A nonlinear theory of amplitude modulation of electrostatic envelopes in an electron depleted dusty plasma consisting of negatively charged dust grains and two temperature non-thermal ions developed using Vlasov-Poisson equation. By using the Krylov-Bogoliubov-Mitropolsky method a nonlinear Schrodinger equation is derived. The dispersion relation is written in terms of moments of plasma dispersion function 'Z (zeta)' is analyzed numerically. Spatially periodic unstable modes are studied with the help of Wigner transform defining the spectral density at the initial time. This is actually a statistical approach to modulational stability very relevant due to kinetic formulation of our problem.
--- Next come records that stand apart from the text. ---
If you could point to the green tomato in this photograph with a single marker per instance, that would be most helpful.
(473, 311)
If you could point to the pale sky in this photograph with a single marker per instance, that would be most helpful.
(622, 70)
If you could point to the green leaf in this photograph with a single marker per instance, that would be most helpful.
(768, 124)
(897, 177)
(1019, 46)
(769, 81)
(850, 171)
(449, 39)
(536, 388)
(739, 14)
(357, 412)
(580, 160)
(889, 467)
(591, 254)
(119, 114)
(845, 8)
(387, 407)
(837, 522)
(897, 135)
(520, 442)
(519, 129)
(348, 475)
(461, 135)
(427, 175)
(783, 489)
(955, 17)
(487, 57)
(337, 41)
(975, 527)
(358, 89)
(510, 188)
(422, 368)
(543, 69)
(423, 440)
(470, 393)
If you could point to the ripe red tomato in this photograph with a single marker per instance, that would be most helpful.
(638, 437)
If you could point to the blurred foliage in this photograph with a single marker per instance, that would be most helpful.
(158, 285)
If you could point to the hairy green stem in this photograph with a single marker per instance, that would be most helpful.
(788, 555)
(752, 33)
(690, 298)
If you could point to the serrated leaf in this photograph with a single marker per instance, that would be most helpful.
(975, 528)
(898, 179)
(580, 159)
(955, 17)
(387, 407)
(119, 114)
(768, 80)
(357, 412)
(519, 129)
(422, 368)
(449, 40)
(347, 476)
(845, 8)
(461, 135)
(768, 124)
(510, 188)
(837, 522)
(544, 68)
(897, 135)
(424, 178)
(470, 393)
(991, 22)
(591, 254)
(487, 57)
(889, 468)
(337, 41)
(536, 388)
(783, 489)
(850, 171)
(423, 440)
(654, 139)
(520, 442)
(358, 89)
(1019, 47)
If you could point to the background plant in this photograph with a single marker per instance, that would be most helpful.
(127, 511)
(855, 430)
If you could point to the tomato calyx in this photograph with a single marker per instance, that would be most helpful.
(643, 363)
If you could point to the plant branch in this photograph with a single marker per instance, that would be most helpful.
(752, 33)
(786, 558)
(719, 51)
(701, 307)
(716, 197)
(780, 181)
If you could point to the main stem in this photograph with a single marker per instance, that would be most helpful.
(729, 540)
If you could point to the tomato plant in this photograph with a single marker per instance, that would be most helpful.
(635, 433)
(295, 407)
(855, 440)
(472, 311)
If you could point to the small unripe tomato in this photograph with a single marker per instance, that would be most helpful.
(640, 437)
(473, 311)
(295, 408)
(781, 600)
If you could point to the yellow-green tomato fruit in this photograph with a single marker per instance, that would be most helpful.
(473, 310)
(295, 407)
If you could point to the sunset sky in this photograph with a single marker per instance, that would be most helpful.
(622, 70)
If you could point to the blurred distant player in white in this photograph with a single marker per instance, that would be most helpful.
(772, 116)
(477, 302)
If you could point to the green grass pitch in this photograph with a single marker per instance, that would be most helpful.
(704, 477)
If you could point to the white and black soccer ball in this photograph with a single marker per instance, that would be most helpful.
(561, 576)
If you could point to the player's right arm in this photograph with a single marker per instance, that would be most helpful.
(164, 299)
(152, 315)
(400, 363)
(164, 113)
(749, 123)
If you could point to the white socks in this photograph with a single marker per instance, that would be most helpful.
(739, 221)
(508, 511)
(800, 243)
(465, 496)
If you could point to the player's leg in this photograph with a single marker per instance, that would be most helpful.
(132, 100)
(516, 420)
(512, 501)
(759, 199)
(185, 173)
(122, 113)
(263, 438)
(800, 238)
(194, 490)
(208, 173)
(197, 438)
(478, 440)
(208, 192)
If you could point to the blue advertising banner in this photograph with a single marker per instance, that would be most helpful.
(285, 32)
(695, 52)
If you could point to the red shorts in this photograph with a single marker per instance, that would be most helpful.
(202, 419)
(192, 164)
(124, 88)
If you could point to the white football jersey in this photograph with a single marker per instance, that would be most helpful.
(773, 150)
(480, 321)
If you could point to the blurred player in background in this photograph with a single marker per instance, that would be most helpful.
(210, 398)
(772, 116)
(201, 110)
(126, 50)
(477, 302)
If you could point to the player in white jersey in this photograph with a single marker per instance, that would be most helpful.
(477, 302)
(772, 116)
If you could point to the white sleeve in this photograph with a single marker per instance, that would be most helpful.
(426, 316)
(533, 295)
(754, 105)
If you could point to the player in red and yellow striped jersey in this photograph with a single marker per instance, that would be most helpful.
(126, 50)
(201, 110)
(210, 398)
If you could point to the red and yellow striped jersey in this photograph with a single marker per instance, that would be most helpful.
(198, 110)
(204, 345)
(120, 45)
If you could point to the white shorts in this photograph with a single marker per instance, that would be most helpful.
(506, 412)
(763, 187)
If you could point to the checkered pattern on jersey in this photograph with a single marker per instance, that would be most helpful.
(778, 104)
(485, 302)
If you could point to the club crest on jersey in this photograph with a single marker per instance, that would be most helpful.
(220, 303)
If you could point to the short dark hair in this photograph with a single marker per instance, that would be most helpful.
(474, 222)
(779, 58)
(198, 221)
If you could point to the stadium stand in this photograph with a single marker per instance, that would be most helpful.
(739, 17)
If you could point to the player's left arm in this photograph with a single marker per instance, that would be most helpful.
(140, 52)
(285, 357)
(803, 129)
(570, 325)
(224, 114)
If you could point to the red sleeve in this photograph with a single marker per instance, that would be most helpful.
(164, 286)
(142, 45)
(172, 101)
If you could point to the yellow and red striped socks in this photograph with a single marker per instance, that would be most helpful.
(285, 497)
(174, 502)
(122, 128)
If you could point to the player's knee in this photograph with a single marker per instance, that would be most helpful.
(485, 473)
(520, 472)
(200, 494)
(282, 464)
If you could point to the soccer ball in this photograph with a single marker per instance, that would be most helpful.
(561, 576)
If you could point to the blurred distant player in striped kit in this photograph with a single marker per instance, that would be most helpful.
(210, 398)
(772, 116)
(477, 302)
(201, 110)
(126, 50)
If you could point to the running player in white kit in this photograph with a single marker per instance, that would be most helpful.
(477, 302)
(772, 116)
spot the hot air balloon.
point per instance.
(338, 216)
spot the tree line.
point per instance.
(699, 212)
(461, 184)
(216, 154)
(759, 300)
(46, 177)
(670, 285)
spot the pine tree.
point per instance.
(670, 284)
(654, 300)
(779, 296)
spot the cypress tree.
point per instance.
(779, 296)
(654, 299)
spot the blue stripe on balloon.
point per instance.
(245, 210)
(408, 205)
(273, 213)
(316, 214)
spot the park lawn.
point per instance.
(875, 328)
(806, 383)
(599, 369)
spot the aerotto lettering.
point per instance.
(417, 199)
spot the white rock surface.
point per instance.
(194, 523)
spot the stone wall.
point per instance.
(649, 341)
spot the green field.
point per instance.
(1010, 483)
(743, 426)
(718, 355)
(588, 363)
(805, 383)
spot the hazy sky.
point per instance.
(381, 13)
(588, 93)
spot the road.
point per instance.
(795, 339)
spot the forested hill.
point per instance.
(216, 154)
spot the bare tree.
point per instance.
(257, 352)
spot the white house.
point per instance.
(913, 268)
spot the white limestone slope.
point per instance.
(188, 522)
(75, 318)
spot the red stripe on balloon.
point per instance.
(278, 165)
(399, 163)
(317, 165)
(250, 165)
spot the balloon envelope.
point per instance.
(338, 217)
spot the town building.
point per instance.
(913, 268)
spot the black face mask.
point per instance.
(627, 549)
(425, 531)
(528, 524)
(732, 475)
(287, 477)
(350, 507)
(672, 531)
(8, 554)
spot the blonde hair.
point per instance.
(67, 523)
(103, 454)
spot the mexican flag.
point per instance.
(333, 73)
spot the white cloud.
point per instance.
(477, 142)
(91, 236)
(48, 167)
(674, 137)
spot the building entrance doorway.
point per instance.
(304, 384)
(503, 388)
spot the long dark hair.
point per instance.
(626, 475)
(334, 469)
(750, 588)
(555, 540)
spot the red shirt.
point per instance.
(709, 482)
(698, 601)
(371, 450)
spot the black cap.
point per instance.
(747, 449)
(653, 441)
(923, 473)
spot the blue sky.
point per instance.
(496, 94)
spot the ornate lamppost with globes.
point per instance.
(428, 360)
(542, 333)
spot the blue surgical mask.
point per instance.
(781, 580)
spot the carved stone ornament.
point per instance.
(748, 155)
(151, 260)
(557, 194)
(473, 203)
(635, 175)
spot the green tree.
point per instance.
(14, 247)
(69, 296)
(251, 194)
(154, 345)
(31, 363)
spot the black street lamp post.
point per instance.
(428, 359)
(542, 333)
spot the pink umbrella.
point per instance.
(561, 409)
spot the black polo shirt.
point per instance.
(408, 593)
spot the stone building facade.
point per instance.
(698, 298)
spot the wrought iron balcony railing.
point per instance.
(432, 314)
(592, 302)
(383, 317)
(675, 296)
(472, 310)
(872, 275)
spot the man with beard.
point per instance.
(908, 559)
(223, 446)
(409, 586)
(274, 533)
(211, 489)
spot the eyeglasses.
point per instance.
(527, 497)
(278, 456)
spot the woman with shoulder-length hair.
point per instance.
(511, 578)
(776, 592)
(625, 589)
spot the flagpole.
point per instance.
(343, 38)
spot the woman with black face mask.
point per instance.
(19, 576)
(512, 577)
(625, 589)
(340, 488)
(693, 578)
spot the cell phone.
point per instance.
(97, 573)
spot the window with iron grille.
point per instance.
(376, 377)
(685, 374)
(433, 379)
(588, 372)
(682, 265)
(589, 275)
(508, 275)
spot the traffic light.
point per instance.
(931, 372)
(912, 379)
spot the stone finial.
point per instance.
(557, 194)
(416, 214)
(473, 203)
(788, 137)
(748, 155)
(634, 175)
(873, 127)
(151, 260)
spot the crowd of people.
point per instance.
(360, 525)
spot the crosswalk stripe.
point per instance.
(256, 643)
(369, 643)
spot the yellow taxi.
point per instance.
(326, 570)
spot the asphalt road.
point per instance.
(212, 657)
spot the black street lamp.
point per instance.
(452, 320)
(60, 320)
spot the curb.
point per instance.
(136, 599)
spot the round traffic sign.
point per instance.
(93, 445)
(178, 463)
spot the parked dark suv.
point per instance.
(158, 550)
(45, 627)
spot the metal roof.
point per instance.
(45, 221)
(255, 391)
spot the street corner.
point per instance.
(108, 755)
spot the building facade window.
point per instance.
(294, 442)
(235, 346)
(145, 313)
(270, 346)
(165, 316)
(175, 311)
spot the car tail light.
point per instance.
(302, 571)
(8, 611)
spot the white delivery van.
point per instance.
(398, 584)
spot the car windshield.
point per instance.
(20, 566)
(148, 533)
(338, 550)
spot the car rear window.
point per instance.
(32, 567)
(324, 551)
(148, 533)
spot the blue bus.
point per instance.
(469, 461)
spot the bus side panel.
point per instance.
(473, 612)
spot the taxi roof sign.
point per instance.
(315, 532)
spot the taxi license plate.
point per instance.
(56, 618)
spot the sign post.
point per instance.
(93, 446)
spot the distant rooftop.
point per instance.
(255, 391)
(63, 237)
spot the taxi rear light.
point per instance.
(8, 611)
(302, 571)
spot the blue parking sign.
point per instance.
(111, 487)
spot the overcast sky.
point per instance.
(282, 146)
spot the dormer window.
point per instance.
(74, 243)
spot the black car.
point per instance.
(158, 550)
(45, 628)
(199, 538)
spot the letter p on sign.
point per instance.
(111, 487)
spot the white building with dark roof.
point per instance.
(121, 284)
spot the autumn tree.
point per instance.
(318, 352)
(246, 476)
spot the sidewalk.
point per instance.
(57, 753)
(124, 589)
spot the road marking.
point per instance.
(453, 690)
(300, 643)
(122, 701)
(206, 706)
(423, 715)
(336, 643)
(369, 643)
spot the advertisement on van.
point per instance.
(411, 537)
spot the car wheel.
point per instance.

In this method one can study various form of initial spectral distribution and their stability leading to the various conditions on plasma parameters. Our standard modulational stability is the special case of such a treatment. The explicit solution of the nonlinear Schrodinger equation is seen to be different depending upon the sign of 'P' and 'Q' (the dispersive and nonlinear coefficient). In one case we get the standard envelope soliton and the other one leads to either to envelope hole or envelope shock solution. It is very interesting to notice that the non-thermal behavior of the ions have a controlling nature on the modulational stability of the system. The advantage of working with the Wigner transformation is that it can be used as a tool for homogenization, that is in a situation with large number of waves. This type of analysis of modulational instability are now-a-days very important because the quantum nature of plasma is gaining importance.